This garlic aioli is rich, creamy, and packed with bold garlic flavor. Made in minutes with simple vegan ingredients, it’s perfect for fries, sandwiches, burgers, roasted vegetables, and dipping just about everything.
Combine base ingredients: Add the soy milk, vinegar, lemon juice, Dijon, maple syrup, salt, and garlic to a tall jar (for an immersion blender) or directly to a standing blender. Blend for a few seconds to combine.
Emulsify: With the blender running on low, very slowly drizzle in the oil in a thin, steady stream. The mayo will thicken and become creamy as you blend and slowly add the oil.

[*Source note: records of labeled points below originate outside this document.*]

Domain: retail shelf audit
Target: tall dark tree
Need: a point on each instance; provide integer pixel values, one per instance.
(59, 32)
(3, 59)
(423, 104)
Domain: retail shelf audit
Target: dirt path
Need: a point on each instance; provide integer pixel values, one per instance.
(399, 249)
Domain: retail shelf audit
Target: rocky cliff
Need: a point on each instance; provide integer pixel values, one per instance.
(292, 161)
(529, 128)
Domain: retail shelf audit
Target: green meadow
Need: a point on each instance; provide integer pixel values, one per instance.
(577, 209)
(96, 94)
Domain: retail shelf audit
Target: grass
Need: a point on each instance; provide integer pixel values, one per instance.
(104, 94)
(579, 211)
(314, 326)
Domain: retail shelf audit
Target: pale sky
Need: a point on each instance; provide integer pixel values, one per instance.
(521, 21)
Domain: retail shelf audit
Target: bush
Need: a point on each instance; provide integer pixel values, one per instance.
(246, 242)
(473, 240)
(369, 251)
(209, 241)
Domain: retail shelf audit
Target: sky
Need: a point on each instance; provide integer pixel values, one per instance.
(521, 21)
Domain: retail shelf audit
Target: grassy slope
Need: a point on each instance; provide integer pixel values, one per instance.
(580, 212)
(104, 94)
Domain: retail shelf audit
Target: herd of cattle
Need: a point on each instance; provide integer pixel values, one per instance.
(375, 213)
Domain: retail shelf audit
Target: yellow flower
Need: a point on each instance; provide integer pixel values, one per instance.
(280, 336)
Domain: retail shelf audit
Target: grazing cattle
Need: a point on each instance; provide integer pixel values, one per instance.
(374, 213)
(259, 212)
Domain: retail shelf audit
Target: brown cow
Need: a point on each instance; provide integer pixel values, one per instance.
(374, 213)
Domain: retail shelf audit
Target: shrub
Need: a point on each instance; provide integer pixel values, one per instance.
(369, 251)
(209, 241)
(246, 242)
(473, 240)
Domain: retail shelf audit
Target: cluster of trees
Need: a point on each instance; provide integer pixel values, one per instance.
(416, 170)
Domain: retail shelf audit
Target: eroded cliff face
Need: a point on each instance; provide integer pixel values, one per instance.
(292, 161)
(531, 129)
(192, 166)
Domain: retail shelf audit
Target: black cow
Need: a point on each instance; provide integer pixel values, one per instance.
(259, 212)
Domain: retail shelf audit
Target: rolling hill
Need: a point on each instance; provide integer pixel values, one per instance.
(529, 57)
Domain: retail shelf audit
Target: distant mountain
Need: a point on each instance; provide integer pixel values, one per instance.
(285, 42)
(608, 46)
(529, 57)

Taste & adjust: Taste the aioli and adjust with more lemon juice, mustard, maple syrup, or salt as needed. Raw garlic is very pungent, so add more sparingly.
Notes
Storage: Store garlic aioli in an airtight container in the fridge for up to 1 week. Stir before using. Not freezer-friendly.Why Soy Milk Works Best: Soy milk contains natural proteins and lecithin that act like the emulsifiers in egg yolks, helping oil and liquid bond into a thick, stable mayo. Other plant milks don’t contain enough protein and often separate. If you can’t use soy, pea milk or aquafaba can work in a pinch, but soy gives the most reliable result.Room Temperature Soy Milk: For best results, the soy milk should be at room temperature. Cold soy milk can cause the mayonnaise to separate. Testing the milk with a thermometer (68–75°F / 20–24°C) gives you guaranteed results. To bring it to room temperature, let it sit covered on the counter for 20–30 minutes, or gently warm it in the microwave for 5–8 seconds, just until the chill is gone (don’t heat it).Tips for Best Flavor:
Garlic intensity: One clove gives balanced flavor. For stronger garlic, add an extra ½ clove.
Too sharp at first? Let it rest, garlic mellows as it sits.
Variations:
Roasted Garlic Aioli: Use 2 - 3 cloves roasted garlic instead of raw
Lemon Garlic Aioli: Add lemon zest for brightness
Spicy Aioli: Add a pinch of cayenne or a spoon of chili crisp
Herby Aioli: Blend in fresh parsley or basil
Cheater Garlic Aioli: Already have vegan mayo on hand? Stir together:
1 cup vegan mayonnaise
1 small garlic clove, finely grated or mashed
1–2 teaspoons lemon juice, to taste
Cover and refrigerate for 30 minutes before serving so the garlic flavor can mellow.